The bank has a customer that filed and then withdrew a complaint about a $6500.00 withdrawal from one of his accounts. His daughter impersonated her mother to make a telephone transfer. Is a SAR required. We have not suffered a loss and have not involved law enforcement since the claim was withdrawn.
I am curious to your policy on telephone transfers. Do you allow telephone transfers between accounts that are not owned by the same person? You stated that the daughter impersonated the mother. Were the funds transfered from the mothers account to the daughters account? Does the mother have ownership rights on the daughters account? Is this normal practice? Do you do call backs to make sure the transfer was authorized?
Our bank has experienced similar situations. We went to call backs when there is a telephone transfer that occurs between different account holders.
The parents have dropped the complaint. The teller making the transfer did make and error when making the transfer between unrelated accounts. He has been transfered to a back office function. I'm leaning toward filing a SAR especially since the examiners may pull this file randomly and question us as to why we didn't file one. Agree?

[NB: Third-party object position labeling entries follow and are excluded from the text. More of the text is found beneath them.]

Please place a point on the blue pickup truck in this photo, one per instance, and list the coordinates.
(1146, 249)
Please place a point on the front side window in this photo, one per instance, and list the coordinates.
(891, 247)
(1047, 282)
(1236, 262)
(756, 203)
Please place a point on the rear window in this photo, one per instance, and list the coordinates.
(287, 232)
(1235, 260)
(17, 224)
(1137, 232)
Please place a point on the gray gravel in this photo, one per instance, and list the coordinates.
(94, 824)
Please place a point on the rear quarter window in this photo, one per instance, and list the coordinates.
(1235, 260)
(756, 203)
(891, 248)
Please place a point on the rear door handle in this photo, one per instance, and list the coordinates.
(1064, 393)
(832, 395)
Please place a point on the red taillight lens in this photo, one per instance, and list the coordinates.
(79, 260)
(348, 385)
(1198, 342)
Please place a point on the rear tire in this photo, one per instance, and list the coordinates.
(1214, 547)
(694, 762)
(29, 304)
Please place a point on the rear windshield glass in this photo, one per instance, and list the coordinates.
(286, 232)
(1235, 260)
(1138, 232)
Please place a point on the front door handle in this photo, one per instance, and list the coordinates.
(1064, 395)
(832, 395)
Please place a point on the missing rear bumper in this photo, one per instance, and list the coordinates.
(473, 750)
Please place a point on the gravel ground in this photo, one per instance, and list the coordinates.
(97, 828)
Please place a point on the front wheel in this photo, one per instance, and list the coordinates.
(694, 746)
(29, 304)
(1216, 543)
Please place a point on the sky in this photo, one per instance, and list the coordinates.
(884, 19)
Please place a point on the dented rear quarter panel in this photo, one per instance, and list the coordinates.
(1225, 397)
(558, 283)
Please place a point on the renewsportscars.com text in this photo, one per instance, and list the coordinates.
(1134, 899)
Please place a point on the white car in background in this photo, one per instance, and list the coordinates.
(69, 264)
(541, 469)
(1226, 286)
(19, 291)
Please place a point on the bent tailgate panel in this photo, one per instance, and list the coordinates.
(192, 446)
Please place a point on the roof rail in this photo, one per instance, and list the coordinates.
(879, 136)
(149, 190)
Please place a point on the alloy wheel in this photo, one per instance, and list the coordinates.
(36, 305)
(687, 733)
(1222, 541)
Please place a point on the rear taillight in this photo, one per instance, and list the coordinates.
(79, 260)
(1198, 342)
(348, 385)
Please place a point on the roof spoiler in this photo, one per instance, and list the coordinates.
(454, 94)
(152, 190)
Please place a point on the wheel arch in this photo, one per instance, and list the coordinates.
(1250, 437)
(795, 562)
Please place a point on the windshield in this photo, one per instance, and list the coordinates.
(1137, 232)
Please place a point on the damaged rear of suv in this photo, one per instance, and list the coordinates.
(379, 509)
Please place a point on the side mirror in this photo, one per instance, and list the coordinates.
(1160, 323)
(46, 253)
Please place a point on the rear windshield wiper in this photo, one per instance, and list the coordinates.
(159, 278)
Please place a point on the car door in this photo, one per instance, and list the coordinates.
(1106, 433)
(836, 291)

I would not file a SAR. It was your teller error. It was between family members who have chosen to not press charges. Presumably there has been no loss. What would the SAR say?
Remember, you don't have to have a loss to file a SAR. That's one of the things that got AmSouth in trouble. I'm not saying to file or not to file, but don't make that your basis to rely on.
The family discovered a second telephone transfer and again decided to not file an official complaint with us. I did file a SAR since the examiners have the right to look through my files during an exam. I'd rather be safe that sorry.